Trick points while configuring LDAP in SUP
After i struggle all one day for configuration ldap to sybase unwired platform, here are few things what i have noticed about ldap structure and want to share my expreince.
If you have configured LDAP to any platform before you may realize the LDAP structure a little. In various companies we may face different LDAP structures. Therefore, before start to configuring we must know some fundemantals of LDAP attributes such as objectClass,groupType,objectCategory… etc.
In this tutorial i will not explain how to configure LDAP, i will just give a few tips on retriving LDAP roles and assigning to SUP Roles.

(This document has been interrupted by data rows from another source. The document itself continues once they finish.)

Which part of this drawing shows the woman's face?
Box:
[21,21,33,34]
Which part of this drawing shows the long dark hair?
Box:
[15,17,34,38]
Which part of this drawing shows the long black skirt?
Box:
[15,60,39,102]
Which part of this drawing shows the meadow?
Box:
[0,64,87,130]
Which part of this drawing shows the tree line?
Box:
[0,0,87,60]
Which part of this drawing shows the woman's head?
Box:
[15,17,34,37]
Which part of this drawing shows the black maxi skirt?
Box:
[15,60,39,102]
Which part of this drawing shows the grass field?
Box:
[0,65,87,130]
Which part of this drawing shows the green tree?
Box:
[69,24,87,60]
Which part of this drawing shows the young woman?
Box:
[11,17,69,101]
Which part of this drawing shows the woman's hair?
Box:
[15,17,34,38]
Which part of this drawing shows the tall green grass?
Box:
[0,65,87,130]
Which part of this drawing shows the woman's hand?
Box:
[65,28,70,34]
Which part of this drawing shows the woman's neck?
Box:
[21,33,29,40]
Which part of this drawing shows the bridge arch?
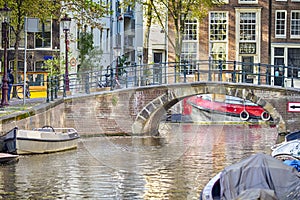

Below picture shows successfuly retrieved roles.
Lets see roles in LDAP
Main idea what i want to explain lie here. In SUP, number 1 and 2 seem as a role but they have different properties and the point that we should be careful is which one should assign.
Lets investigate number 1 :
The OU role includes CN’s. Those CN’s can be a user or a group. In above picture we see there are four as a group and there is one as user. I am using Apache Directory Studio just be able to see LDAP structure and attributes. One benefit of this studio it shows if CN is a group or user as icon on left. But we should be aware of their properties as well. For CN as a group has a property objectClass:group so you can notice difference. For CN as a user may have property objectClass:contact, objectClass:user, objectClass:person.
If your user is inside OU group and if you assing that group in SUP then you will fail in authentication. This is the tricky part. Because , it doesn’t include “member” attribute.
Lets investigate number 2 role attributes :
CN group has a “member ” attribute. The member attributes includes LDAP users. On SUP side, once you assigned a role it checks member attribute whether it has your user or not. If yes then you will be authenticate successfuly.
Finally , OU groups doesn’t include member attribute since SUP check the member attribute while authentication. Your assignable role must be CN as a group ones.
I hope this post will be helpful to you.